Nationwide, 70% of majority-Black ZIP codes are economically distressed. In Harris County, 100% of majority-Black ZIP codes are distressed.
Photo by Adam Littman Davis / Unsplash

Where you live determines to a great extent how much access you have to quality education, health care, housing, public services and more. More access correlates to better outcomes in life. One-third of the Black population and almost one-third of the Hispanic population of Texas live in an economically distressed community. The populations of the Houston area’s distressed ZIP codes predominantly are people of color.
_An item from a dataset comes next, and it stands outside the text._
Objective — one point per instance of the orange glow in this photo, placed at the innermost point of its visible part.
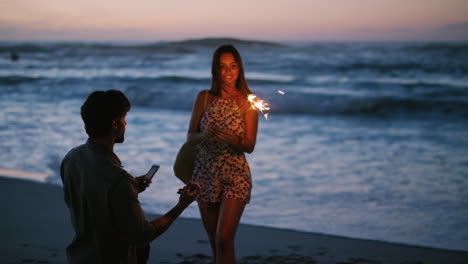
(261, 19)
Since the beginning of the century, not much ground has been gained in improving the economic health of the nation’s most vulnerable communities. The gaps that exist between white and Black America in so many parts of life, from rates of homeownership and unemployment to median household income and life expectancy, aren’t shrinking. 

In the past two decades, the number of Americans living in economically distressed communities hasn’t changed (it remains around 50.5 million) and over half of them are people of color. That’s despite the record economic gains the country experienced in recent years, before the coronavirus pandemic brought the economy to an abrupt standstill in March. 

It’s already been shown that the pandemic recession isn’t hitting all Americans with equal force. Employment rates for high-income workers dropped to a low of around 14% in mid-April, but they’ve bounced back. As of Oct. 2, employment rates among workers making more than $60,000 a year had returned to pre-pandemic levels — down just 0.1% compared to January. That’s according to Opportunity Insights’ Economic Tracker, which also shows that employment rates for those making less than $27,000 annually decreased as much as 38% back in April before rebounding — but not completely. They’ve hovered around -20% since the end of June. 

That gap in economic recovery between low-income and high-income workers during the pandemic takes on an added layer of concern when considering research that shows the Great Recession was hardest on African Americans — many of whom were still struggling to fully recover financially when the pandemic hit. 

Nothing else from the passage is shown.